The effect of sulfation of alginate hydrogels on the specific binding and controlled release of heparin-binding proteins.

To mimic the high affinity of heparin-binding proteins to heparin/heparan sulfate, the uronic acids in non-sulfated alginate were sulfated, and hydrogels of mixed alginate/alginate-sulfate were fabricated. Surface plasmon resonance analysis probed the interactions of 13 proteins with alginate-sulfate. Of these, the 10 heparin-binding proteins revealed strong binding to alginate-sulfate and heparin, but not to alginate.
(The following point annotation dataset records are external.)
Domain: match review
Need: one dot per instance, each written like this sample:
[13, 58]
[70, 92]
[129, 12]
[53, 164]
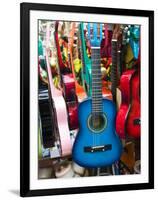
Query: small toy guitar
[68, 86]
[96, 144]
[86, 62]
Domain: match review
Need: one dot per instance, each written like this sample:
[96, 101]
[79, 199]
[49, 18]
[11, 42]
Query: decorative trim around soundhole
[102, 128]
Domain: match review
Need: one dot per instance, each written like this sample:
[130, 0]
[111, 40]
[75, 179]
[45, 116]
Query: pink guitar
[59, 105]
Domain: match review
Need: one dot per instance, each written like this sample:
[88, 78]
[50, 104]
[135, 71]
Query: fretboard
[97, 105]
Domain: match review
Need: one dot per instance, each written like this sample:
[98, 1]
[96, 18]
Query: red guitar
[125, 82]
[133, 119]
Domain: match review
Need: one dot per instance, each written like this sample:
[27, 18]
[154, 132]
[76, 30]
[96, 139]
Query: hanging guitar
[96, 144]
[79, 89]
[68, 86]
[86, 62]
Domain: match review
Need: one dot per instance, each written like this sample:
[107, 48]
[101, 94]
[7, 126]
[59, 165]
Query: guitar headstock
[95, 34]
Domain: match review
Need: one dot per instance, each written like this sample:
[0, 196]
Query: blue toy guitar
[96, 144]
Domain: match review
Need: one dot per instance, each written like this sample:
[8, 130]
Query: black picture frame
[25, 9]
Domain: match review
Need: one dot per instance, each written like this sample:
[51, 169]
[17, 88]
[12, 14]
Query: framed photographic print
[87, 99]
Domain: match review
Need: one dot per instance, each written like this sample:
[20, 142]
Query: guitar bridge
[98, 148]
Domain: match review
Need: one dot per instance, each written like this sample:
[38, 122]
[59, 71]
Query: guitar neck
[85, 58]
[114, 69]
[97, 106]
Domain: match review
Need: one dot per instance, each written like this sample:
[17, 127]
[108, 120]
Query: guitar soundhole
[97, 122]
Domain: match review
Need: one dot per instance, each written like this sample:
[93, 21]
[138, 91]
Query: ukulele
[58, 106]
[96, 144]
[133, 119]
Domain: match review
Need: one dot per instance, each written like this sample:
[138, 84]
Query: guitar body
[86, 62]
[133, 120]
[87, 138]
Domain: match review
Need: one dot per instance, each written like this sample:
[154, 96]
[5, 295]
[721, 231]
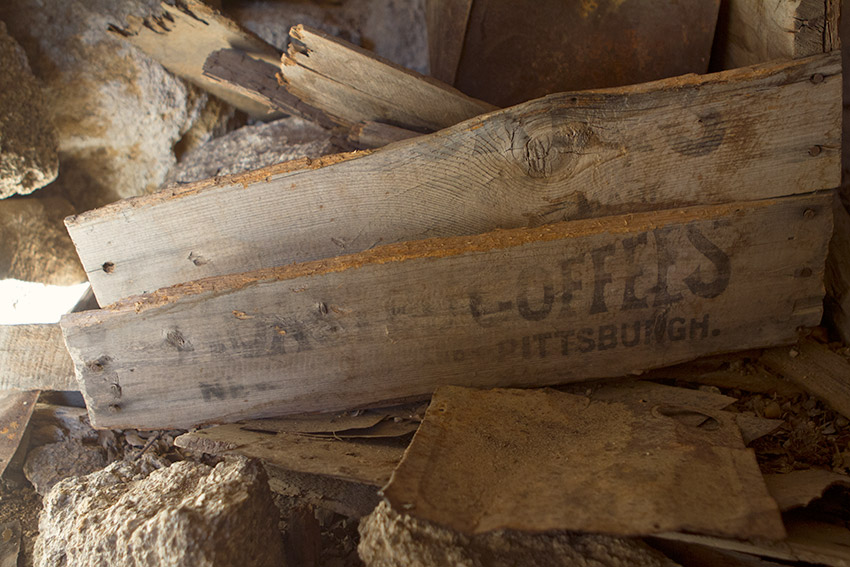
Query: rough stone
[47, 465]
[393, 29]
[28, 153]
[34, 245]
[118, 114]
[392, 539]
[252, 147]
[186, 514]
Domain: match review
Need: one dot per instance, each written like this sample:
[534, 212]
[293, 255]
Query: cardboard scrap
[539, 460]
[799, 488]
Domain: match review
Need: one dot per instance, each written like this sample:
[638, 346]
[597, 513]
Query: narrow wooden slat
[753, 133]
[755, 31]
[524, 307]
[816, 369]
[182, 36]
[352, 85]
[33, 357]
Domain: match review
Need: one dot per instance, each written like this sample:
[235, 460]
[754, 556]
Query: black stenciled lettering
[541, 343]
[585, 339]
[601, 278]
[665, 257]
[625, 333]
[722, 265]
[701, 325]
[526, 347]
[523, 306]
[570, 285]
[607, 337]
[565, 341]
[630, 299]
[676, 329]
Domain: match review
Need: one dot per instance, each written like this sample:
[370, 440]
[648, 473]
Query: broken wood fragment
[352, 85]
[34, 357]
[181, 38]
[545, 161]
[257, 79]
[484, 461]
[498, 309]
[816, 369]
[15, 411]
[368, 134]
[757, 31]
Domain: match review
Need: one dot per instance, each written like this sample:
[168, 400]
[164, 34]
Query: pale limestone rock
[391, 539]
[118, 114]
[186, 514]
[253, 147]
[28, 153]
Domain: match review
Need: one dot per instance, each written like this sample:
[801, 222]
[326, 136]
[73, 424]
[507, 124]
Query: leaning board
[760, 132]
[522, 307]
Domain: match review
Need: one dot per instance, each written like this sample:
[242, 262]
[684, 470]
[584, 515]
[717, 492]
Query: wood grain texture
[353, 85]
[755, 31]
[257, 79]
[446, 21]
[525, 307]
[753, 133]
[182, 36]
[33, 357]
[816, 369]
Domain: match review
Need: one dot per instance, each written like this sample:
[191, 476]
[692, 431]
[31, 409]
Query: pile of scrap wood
[569, 316]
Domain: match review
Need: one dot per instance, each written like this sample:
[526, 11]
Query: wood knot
[553, 149]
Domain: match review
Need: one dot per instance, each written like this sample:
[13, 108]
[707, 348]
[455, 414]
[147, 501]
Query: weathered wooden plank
[182, 36]
[257, 79]
[564, 302]
[352, 85]
[753, 133]
[33, 357]
[543, 460]
[755, 31]
[816, 369]
[446, 20]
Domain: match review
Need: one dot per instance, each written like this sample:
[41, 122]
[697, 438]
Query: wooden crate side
[524, 307]
[754, 133]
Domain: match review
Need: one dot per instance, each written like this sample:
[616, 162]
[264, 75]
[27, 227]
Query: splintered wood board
[753, 133]
[182, 36]
[524, 307]
[352, 85]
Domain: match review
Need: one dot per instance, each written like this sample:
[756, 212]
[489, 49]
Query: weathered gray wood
[257, 79]
[564, 302]
[816, 369]
[33, 357]
[182, 36]
[352, 85]
[755, 31]
[753, 133]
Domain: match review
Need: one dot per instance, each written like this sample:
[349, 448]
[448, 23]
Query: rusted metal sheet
[15, 412]
[518, 50]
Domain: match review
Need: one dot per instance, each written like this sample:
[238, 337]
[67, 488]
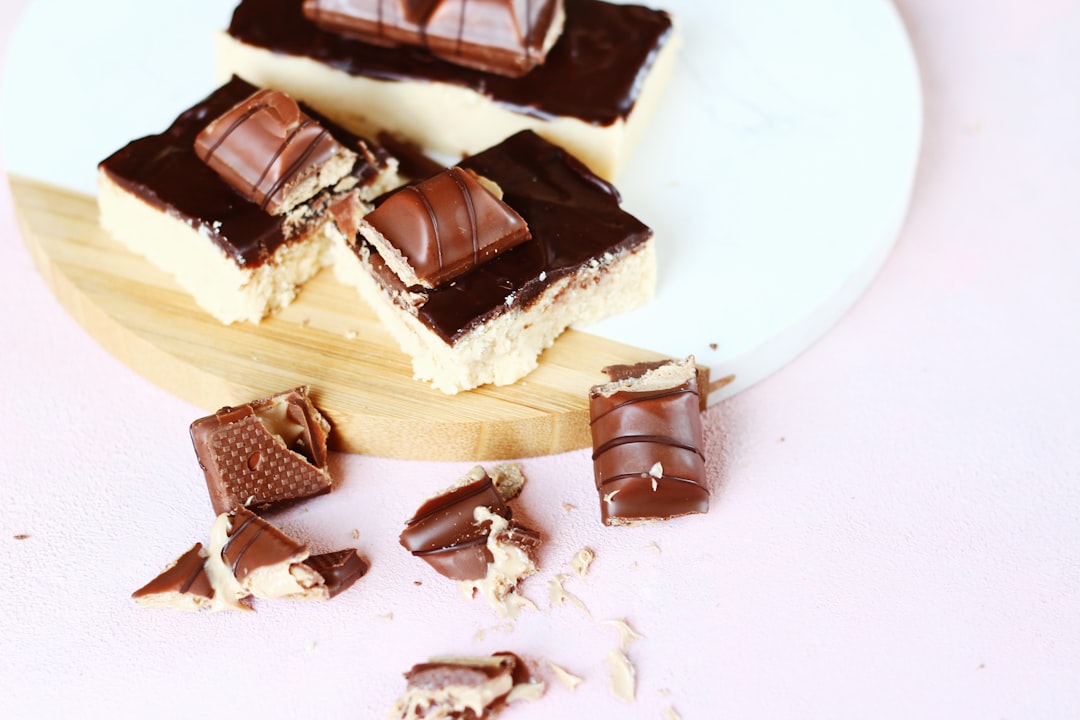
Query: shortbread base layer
[217, 283]
[440, 117]
[507, 348]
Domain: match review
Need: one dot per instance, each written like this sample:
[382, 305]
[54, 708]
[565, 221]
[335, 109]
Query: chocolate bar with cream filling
[648, 457]
[435, 230]
[503, 37]
[264, 453]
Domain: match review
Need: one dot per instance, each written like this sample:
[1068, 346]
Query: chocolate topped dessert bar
[592, 93]
[241, 198]
[648, 451]
[586, 258]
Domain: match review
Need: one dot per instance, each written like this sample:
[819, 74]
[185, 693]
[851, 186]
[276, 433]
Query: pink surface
[895, 524]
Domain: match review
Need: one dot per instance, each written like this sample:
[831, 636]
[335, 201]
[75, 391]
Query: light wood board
[327, 339]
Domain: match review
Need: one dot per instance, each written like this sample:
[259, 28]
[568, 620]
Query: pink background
[895, 521]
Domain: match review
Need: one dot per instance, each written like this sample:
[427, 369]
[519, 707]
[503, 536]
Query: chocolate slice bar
[586, 259]
[648, 457]
[272, 152]
[503, 37]
[183, 585]
[238, 260]
[435, 230]
[264, 453]
[466, 688]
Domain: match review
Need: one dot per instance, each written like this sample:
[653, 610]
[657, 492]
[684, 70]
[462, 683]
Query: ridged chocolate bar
[648, 457]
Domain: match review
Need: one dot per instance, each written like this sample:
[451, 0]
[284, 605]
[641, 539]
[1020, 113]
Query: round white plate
[777, 174]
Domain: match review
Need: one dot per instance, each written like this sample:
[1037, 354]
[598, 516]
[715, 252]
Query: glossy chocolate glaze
[647, 453]
[505, 37]
[593, 72]
[165, 172]
[575, 219]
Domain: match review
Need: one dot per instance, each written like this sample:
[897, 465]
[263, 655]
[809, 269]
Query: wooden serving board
[327, 339]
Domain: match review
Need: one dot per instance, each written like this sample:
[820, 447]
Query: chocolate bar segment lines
[436, 230]
[266, 147]
[648, 457]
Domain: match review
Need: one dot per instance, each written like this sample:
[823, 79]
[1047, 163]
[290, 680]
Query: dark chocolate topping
[447, 225]
[648, 460]
[572, 215]
[264, 146]
[494, 36]
[339, 570]
[165, 172]
[594, 71]
[186, 576]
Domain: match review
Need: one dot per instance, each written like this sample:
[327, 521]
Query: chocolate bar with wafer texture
[648, 450]
[264, 453]
[503, 37]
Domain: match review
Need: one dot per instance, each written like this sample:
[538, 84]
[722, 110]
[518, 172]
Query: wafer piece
[648, 456]
[264, 453]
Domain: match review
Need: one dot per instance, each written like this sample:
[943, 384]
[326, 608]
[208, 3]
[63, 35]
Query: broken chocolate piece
[183, 585]
[648, 457]
[339, 570]
[264, 453]
[464, 688]
[444, 531]
[272, 152]
[431, 232]
[502, 37]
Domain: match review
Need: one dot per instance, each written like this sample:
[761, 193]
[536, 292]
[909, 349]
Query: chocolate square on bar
[648, 457]
[272, 152]
[502, 37]
[436, 230]
[264, 453]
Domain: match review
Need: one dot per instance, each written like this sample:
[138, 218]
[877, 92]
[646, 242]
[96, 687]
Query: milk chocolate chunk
[272, 152]
[467, 688]
[504, 37]
[431, 232]
[183, 585]
[339, 569]
[648, 458]
[444, 531]
[264, 453]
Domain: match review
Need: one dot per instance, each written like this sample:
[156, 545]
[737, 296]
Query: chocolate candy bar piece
[503, 37]
[339, 569]
[468, 688]
[264, 453]
[648, 457]
[272, 152]
[444, 532]
[183, 585]
[431, 232]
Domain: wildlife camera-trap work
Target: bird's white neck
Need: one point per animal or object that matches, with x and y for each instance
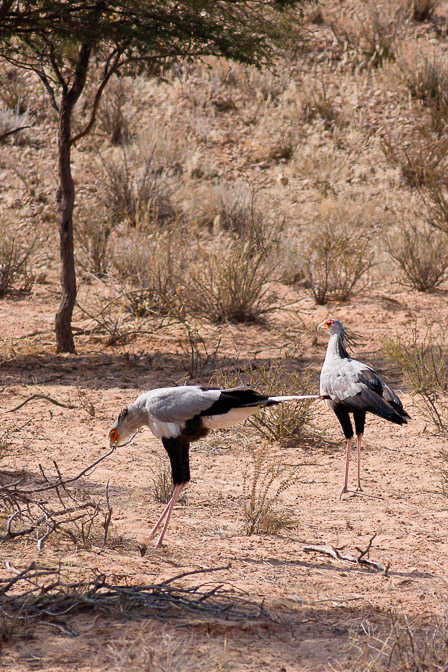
(336, 348)
(137, 415)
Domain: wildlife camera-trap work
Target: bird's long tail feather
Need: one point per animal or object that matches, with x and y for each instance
(296, 397)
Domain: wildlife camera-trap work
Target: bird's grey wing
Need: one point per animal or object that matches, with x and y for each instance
(366, 392)
(179, 404)
(390, 396)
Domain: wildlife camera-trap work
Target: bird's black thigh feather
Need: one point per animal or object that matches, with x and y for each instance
(178, 452)
(360, 421)
(344, 418)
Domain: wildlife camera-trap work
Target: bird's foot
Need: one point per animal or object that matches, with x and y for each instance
(343, 491)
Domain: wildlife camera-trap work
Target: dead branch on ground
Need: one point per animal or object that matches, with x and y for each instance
(68, 516)
(327, 549)
(40, 396)
(36, 594)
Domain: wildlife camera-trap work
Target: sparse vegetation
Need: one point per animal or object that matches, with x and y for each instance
(264, 482)
(403, 643)
(334, 259)
(421, 253)
(422, 360)
(16, 274)
(232, 283)
(374, 30)
(218, 206)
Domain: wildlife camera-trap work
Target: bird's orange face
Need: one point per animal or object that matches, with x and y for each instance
(326, 324)
(114, 436)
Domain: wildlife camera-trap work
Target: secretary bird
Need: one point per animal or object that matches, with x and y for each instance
(354, 387)
(181, 415)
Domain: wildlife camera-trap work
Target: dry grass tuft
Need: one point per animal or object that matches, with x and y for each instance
(334, 260)
(264, 482)
(423, 363)
(146, 647)
(374, 30)
(407, 646)
(231, 283)
(424, 70)
(16, 254)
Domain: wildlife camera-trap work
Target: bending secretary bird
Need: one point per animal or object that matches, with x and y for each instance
(354, 387)
(181, 415)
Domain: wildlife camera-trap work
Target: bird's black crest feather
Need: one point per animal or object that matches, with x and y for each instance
(123, 414)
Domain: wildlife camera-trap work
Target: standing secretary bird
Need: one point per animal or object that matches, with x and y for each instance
(353, 387)
(181, 415)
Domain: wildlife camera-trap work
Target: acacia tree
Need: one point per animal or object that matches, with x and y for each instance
(71, 43)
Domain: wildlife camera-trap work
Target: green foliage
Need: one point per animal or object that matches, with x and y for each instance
(242, 31)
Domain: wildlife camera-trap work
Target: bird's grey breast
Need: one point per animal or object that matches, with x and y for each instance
(179, 404)
(344, 378)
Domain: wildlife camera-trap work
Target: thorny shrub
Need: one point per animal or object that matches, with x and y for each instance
(423, 363)
(234, 209)
(421, 157)
(374, 33)
(401, 644)
(421, 253)
(421, 10)
(112, 117)
(333, 259)
(230, 284)
(424, 71)
(13, 89)
(200, 359)
(16, 254)
(149, 266)
(264, 482)
(11, 120)
(92, 234)
(134, 191)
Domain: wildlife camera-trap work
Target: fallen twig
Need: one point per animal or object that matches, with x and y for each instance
(326, 549)
(40, 396)
(47, 596)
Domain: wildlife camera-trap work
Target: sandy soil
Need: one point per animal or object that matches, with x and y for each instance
(318, 604)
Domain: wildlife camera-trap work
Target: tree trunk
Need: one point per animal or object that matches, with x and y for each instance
(65, 203)
(66, 199)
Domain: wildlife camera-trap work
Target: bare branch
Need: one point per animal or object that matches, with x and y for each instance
(15, 130)
(40, 396)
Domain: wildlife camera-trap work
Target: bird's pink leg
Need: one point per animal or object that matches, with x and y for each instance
(359, 462)
(347, 460)
(176, 492)
(165, 511)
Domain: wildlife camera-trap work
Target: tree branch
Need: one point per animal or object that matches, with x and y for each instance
(108, 72)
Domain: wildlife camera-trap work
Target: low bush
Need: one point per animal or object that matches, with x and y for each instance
(229, 283)
(16, 273)
(336, 254)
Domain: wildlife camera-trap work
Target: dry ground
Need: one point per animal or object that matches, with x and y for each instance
(321, 603)
(308, 144)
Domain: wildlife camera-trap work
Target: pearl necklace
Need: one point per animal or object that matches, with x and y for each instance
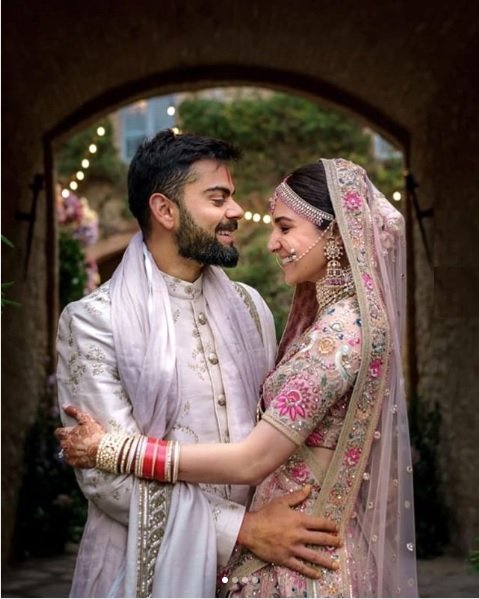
(327, 294)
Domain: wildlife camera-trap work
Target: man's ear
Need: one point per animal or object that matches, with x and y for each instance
(163, 210)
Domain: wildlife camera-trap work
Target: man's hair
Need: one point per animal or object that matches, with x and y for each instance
(163, 165)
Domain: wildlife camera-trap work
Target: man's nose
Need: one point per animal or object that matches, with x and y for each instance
(273, 244)
(234, 210)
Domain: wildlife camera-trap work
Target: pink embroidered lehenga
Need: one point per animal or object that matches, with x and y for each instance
(338, 385)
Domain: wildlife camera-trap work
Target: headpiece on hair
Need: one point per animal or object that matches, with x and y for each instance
(284, 193)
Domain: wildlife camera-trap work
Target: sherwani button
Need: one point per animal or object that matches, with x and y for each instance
(213, 358)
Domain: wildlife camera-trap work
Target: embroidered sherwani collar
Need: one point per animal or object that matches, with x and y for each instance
(183, 289)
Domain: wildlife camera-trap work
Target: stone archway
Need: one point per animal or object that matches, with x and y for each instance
(406, 67)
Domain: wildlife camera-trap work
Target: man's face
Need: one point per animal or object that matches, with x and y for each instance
(209, 216)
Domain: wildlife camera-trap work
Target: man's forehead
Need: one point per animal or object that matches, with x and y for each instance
(213, 174)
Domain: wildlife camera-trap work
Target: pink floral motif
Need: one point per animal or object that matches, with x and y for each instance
(315, 439)
(368, 282)
(300, 473)
(290, 404)
(375, 368)
(352, 201)
(352, 456)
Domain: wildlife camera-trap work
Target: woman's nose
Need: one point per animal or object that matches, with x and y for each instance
(273, 244)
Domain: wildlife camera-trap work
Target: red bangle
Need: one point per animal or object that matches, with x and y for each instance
(147, 465)
(159, 463)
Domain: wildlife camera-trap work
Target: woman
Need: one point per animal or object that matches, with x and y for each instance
(334, 409)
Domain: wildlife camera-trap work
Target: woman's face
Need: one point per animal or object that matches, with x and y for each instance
(294, 232)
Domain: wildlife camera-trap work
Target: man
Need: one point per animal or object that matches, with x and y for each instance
(171, 348)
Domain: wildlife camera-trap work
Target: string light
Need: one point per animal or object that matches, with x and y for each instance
(85, 163)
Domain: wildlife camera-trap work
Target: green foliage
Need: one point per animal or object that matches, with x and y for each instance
(431, 514)
(280, 132)
(4, 286)
(259, 269)
(105, 164)
(73, 274)
(51, 509)
(474, 557)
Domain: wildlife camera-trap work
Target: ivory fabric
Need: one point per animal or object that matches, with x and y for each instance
(202, 402)
(346, 362)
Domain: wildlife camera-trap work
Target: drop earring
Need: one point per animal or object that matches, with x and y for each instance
(338, 281)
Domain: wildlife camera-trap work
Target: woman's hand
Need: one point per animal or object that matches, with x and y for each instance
(80, 442)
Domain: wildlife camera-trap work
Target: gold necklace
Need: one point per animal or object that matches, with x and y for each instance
(327, 294)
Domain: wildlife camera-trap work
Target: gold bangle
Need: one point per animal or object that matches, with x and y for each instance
(109, 451)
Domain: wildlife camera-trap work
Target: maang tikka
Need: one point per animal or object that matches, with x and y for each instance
(338, 281)
(333, 250)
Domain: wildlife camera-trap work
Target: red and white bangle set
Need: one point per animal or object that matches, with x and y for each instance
(142, 456)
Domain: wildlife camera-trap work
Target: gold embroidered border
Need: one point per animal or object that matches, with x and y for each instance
(336, 472)
(153, 508)
(252, 309)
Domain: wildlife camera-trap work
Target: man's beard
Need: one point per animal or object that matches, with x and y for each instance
(197, 244)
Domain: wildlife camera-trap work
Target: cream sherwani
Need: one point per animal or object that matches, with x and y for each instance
(88, 378)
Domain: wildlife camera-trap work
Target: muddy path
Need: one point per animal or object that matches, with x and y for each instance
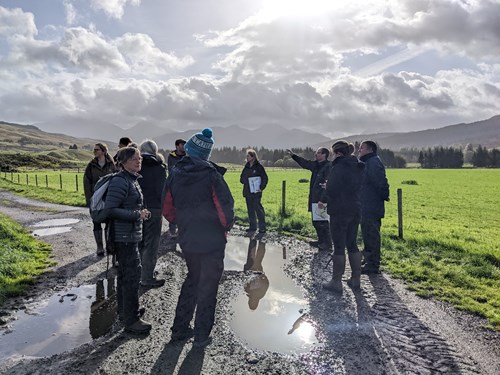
(384, 329)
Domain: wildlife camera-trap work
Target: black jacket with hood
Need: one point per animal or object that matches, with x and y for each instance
(198, 199)
(343, 186)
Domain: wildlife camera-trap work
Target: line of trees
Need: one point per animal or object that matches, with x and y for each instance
(441, 157)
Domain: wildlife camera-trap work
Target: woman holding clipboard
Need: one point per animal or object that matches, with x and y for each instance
(254, 180)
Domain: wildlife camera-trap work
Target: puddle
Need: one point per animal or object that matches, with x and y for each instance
(56, 227)
(271, 312)
(65, 321)
(55, 222)
(50, 231)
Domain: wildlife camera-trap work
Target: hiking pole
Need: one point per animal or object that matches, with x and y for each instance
(329, 260)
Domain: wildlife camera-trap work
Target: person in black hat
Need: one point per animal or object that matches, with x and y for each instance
(173, 158)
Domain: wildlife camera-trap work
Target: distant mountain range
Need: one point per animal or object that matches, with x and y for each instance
(485, 133)
(71, 130)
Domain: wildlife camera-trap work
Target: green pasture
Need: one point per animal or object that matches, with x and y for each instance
(451, 221)
(22, 258)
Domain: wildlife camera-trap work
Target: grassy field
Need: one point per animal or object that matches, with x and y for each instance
(451, 246)
(22, 258)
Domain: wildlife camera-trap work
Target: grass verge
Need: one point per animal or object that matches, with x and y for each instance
(22, 258)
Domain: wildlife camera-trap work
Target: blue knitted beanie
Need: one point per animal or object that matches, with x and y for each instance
(200, 144)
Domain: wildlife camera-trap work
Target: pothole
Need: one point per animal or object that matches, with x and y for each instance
(271, 312)
(64, 321)
(53, 226)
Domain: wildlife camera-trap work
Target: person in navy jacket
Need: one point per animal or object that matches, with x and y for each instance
(200, 202)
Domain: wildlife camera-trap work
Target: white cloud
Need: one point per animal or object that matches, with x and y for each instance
(70, 12)
(113, 8)
(16, 22)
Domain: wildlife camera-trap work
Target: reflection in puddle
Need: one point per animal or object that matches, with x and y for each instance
(50, 231)
(62, 322)
(55, 222)
(271, 312)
The equilibrium binding constants to alginate-sulfate were comparable or one order of magnitude higher than those obtained between the proteins and heparin. Only the fibroblast growth factors (FGFs) revealed higher affinity for heparin than to alginate-sulfate. Sulfation of hyaluronan, as well, resulted in strong binding of basic FGF to hyaluronan-sulfate, but not to hyaluronan. Mixed hydrogels of alginate/alginate-sulfate sustained the release of basic FGF, with the release rate being dependent on the percentage of bFGF bound to the hydrogels. In vivo, the delivery of bFGF bound to alginate/alginate-sulfate scaffolds induced the formation of twice the number of blood vessels compared to when bFGF was delivered adsorbed to the matrix and 51% of the vessels were matured, as judged by pericyte coverage of the vessels. Our results thus describe the engineering of alginate hydrogels for the spatially presentation and controlled delivery of heparin-binding proteins.

The influence of the sequential delivery of angiogenic factors from affinity-binding alginate scaffolds on vascularization.

This study describes the features of tissue-engineering scaffold capable of sequentially delivering three angiogenic factors. The scaffold consists of alginate-sulfate/alginate, wherein vascular endothelial growth factor (VEGF) platelet-derived growth factor-BB (PDGF-BB) and transforming growth factor-beta1 (TGF-beta1) are bound to alginate-sulfate with an affinity similar to that realized upon their binding to heparin. Factor release rate from the scaffold was correlated with the equilibrium binding constants of the factors to the matrix, thus enabling the sequential delivery of VEGF, PDGF-BB and TGF-beta1. In alginate scaffolds lacking alginate-sulfate, release of the adsorbed proteins was instantaneous. After subcutaneous implantation for 1 and 3 months in rats, the blood vessel density and percentage of mature vessels were 3-fold greater in the triple factor-bound scaffolds than in the factor-adsorbed or untreated scaffolds. Moreover, vascularization within the triple factor-bound scaffolds was superior to that found in scaffolds delivering only basic fibroblast growth factor. Application of this novel scaffold may be extended to the combined delivery of additional heparin-binding angiogenic factors or combinations of growth factors active in different tissue regeneration processes.